In “Fences,” the play expresses the need to break through the declining social barriers, barriers physically represented by the actual fence around the house. “The Piano Lesson” is about the history of the family and how the characters overcome it, a history which is physically represented in the piano itself both by the spirits believed to be held within and in the many intricate carvings. Both plays also use the same colloquialisms—the same southern, “black” slang way of speaking. This emphasizes the feel and idea of brotherhood among the actors and brings them closer to their audience.
By lowering the elevation of their dialogue, the actors are brought onto the same plane as the audience, and the audience is better able to relate to their plights.
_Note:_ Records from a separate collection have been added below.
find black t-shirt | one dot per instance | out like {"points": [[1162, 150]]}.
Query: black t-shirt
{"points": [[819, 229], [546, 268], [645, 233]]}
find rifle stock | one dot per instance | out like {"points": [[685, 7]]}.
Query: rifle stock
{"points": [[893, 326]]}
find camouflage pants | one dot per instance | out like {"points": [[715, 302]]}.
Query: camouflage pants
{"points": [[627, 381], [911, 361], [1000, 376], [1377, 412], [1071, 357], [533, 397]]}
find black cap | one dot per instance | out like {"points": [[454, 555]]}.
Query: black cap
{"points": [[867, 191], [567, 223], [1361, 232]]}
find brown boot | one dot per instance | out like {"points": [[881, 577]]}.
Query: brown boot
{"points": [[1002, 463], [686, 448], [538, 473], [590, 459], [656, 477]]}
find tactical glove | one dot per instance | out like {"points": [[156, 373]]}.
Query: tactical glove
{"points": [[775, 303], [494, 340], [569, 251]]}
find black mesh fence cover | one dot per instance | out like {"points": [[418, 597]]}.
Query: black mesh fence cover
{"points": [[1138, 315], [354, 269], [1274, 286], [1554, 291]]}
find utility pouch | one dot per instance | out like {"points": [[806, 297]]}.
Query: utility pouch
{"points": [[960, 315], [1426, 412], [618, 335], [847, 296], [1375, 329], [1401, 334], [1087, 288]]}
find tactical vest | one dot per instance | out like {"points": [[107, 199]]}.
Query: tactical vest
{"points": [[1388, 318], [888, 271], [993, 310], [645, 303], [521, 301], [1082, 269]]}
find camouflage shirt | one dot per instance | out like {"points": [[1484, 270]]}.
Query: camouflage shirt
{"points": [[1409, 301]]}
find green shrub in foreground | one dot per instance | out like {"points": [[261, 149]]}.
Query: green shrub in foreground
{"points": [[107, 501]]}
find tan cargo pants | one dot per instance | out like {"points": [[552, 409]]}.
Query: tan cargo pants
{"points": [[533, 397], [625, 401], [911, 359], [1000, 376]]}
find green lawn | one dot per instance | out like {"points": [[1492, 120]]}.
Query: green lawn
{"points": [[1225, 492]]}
This is important because both plays are very emotionally driven, and therefore must connect to the audience on an emotional level as much as possible. While “The Piano Lesson” and “Fences” share many similarities, there are also some key differences which occur in accordance with their intents. “The Piano Lesson” includes a lot of flashback elements, moments when the characters recall and reminisce about their history and past events.
This is very central to the play’s development, since these events are what characterize the extremely symbolic piano, the prop through which the actors release themselves from and come to terms with their past. “Fences,” on the other hand, focuses primarily on leaving the past behind. No flash backs are implemented because the characters are striving to move forward. The only character who lingers in the past ends up falling behind, illustrating the desperate need for people to move forward.